Cisco annonce une tablette très pro
Pourvue d'un écran tactile de 7 pouces, et animée par un processeur Intel Atom à 1,6 GHz, le tout pour un poids d'à peine 520 grammes, la tablette Cius annoncée par Cisco permettra de faire tourner des applications professionnelles et de communiquer en temps réel pendant environ 8 heures. Elle est dotée de 32 Go de mémoire flash en interne, accepte les cartes SD, et présente un port Micro-USB. Cisco qualifie son appareil de « tablette business », mais aussi de bureau virtuel conçu pour accéder à des services de cloud computing. Elle fonctionne avec le système d'exploitation Google Android et donnera donc accès aux applications de l'Android Market.

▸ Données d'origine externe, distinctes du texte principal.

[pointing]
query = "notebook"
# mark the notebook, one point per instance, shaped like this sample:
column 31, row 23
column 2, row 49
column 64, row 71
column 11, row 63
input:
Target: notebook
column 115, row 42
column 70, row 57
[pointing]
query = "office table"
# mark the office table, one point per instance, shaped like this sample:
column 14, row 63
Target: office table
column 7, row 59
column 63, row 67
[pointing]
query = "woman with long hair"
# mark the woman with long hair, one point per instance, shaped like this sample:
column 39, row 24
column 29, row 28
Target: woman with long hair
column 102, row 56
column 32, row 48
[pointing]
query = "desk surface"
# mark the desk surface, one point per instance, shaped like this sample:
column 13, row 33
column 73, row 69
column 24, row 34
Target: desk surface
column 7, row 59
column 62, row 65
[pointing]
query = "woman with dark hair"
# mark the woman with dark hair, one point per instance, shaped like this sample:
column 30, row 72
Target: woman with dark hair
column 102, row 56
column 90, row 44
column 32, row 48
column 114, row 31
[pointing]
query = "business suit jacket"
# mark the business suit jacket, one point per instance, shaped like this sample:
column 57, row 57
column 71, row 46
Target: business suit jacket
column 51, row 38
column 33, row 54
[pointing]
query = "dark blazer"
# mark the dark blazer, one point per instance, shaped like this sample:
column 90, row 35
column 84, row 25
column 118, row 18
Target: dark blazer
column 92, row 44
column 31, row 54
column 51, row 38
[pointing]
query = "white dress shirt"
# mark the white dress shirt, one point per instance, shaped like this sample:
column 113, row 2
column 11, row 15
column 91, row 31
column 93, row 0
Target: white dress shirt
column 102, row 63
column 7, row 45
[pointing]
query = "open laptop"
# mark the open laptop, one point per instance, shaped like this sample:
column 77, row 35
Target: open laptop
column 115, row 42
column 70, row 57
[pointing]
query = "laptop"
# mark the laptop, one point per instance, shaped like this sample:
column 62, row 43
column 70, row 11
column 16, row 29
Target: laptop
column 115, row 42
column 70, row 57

Cette ardoise légère est dotée d'une caméra vidéo haute définition en façade capable d'enregistrer en 720p à 30 images par seconde et d'un appareil photo de 5 mégapixels. À la différence de l'iPad, les utilisateurs pourront prendre des clichés et effectuer des appels vidéo en direct. En plus des capacités de réseau sans fil Wi-Fi a/b/g/n et Bluetooth, la tablette de Cisco permettra également de se connecter aux réseaux mobiles 3G, et bénéficiera même ultérieurement du support 4G. L'appareil est également livré avec des fonctionnalités avancées compatibles avec les outils de communication et de collaboration unifiés de Cisco. Elle peut ainsi établir rapidement des sessions de messagerie instantanée, des appels vocaux et des séances de vidéoconférence. En effet, la tablette Cius est interopérable avec le système de vidéoconférence TéléPrésence et fonctionne avec les applications maison, notamment Quad, Show et les outils WebEx.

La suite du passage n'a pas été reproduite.